PingCap wraps Chaos Mesh around Kubernetes

PingCap wraps Chaos Mesh around Kubernetes

If Kubernetes seems too easy to work with, you might be glad to hear that database company PingCap has open sourced a chaos engineering platform especially for the fast growing container orchestrator.

Chaos engineering is the art of injecting faults into (production) infrastructure to test a system’s resilience. Netflix developed its Chaos Monkey tool back in 2011, and the original monkey has spawned a whole army of simian-monikered tools.

Now China originated, US-registered cloud database firm PingCap has open sourced its Chaos Mesh under the Apache 2 license. According to PingCap’s Chengwen Yin, Chaos Mesh promises “all-around fault injection methods for complex systems on Kubernetes, covering faults in Pod, network, file system, and even the kernel.” 

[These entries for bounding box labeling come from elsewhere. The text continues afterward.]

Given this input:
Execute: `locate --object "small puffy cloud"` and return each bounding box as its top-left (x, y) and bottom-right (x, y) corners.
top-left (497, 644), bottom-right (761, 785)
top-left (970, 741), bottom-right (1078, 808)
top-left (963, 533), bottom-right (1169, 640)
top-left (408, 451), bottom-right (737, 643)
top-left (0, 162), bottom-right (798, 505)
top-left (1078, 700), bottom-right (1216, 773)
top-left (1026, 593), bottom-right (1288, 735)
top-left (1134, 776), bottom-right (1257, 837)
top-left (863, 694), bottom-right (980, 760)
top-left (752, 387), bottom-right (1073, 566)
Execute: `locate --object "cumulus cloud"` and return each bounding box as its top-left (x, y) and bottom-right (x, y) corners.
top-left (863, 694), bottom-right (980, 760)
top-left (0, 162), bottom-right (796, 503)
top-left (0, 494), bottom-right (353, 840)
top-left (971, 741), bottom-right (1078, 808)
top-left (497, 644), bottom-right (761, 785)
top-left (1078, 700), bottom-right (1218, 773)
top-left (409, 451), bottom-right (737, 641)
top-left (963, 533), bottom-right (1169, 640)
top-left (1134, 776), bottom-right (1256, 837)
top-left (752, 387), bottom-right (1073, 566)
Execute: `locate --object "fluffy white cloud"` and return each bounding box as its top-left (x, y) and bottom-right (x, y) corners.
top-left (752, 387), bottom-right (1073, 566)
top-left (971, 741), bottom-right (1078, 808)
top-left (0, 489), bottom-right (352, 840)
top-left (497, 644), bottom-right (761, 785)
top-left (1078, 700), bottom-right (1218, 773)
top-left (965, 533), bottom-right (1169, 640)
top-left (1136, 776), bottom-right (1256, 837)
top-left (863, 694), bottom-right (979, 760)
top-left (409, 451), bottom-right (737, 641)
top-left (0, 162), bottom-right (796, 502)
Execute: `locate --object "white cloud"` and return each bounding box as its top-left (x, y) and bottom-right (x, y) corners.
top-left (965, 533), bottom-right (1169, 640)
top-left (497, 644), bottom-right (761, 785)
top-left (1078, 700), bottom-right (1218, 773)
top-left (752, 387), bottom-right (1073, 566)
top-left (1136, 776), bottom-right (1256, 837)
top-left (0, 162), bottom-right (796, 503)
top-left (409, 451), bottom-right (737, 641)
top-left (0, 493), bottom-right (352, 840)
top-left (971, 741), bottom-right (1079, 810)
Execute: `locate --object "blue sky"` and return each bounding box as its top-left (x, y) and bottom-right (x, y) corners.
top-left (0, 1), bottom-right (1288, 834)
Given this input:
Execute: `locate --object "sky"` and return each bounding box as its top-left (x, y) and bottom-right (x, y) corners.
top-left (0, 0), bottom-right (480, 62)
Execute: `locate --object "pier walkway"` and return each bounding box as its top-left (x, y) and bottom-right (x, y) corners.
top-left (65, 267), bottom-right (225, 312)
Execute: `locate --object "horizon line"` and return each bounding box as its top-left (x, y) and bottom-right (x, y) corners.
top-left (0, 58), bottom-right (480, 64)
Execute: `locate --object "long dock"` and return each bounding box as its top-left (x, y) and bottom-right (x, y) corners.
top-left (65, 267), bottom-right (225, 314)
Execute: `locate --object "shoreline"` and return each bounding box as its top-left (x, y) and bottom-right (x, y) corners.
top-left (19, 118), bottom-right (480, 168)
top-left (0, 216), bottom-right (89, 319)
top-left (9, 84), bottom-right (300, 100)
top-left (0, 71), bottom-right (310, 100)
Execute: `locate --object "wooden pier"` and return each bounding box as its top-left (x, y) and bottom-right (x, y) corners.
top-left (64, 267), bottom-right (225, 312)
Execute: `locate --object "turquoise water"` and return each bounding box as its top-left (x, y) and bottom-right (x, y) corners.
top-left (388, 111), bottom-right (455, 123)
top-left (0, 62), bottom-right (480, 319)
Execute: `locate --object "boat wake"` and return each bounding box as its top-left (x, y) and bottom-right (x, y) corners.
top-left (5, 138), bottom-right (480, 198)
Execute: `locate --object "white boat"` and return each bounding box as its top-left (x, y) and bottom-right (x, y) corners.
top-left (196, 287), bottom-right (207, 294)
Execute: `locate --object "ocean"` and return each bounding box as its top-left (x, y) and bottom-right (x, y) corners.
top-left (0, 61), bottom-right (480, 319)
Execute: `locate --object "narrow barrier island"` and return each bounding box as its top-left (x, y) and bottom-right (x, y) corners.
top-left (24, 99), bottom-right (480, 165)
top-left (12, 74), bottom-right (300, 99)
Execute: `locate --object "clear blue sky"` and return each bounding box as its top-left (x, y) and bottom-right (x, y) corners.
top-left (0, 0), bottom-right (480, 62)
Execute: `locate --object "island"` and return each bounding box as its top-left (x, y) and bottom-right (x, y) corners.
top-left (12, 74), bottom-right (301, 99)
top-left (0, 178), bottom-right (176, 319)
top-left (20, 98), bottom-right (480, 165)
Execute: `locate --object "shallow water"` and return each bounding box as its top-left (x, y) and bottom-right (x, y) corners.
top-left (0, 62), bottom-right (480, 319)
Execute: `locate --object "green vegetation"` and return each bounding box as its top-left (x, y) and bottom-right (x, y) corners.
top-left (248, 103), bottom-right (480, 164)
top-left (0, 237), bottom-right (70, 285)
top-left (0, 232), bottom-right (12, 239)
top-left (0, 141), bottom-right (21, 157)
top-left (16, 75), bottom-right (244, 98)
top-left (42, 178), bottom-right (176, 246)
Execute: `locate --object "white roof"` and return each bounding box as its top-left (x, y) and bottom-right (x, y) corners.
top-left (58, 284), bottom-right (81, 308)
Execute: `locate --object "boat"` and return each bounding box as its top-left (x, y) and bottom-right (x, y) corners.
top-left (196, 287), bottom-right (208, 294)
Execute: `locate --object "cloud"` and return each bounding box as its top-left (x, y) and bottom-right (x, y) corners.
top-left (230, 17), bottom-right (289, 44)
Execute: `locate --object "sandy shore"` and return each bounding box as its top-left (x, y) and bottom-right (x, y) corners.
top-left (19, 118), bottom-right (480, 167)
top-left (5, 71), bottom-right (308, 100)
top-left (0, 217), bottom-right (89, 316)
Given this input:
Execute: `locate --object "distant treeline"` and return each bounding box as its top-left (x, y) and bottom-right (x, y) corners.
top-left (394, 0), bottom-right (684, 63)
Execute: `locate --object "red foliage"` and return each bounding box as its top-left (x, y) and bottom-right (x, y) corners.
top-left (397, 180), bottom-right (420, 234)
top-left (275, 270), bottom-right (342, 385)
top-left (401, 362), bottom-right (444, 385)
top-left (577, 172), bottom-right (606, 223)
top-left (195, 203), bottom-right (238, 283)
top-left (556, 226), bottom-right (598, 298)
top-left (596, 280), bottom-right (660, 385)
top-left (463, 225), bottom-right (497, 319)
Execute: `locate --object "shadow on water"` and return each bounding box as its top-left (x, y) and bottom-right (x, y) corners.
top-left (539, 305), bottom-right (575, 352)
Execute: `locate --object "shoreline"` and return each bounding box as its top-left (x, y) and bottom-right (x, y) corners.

The tool enables an array of potential faults, from Pods being killed or failing, network problems including delays, losses, duplication and corruptions, and I/O delays and errors.

Chaos objects are defined using CustomResourceDefinitions. “Instead of defining all types of fault injections in a unified CRD object, we allow flexible and separate CRD objects for different types of fault injection,” the PingCap team writes. This means, “you can manipulate CRD objects directly through the Kubernetes API.” There are currently three chaos objects: PodChaos, NetworkChaos and IOPChaos.

The system is made up of three components; a controller-manager; chaos-daemon- and sidecar. Objects are created or updated to the Kubernetes API using a YAML file or Kubernetes client. Chaos Mesh uses the API server to watch the objects and manage the lifecycle of the chaos experiments, with the three components working together to inject errors.

The PingCap team said they are in “in the process of supporting a wider range of fault types of finer granularity”. Specifically, they’re looking at injecting errors at the system call and kernel levels, and injecting specific error types at the application function and statement  levels.

At the same time, they’re looking to improve the Chaos Mesh Dashboard, and to develop a fault orchestration interface.

PingCap says there are no special dependencies, meaning it can be deployed directly to Kubernetes, and there are no modifications needed to the deployment logic of the system being tested. Right now, the system runs on Kubernetes v1.12 or later, and requires a Helm version between v2.8.2 and 3.0.0.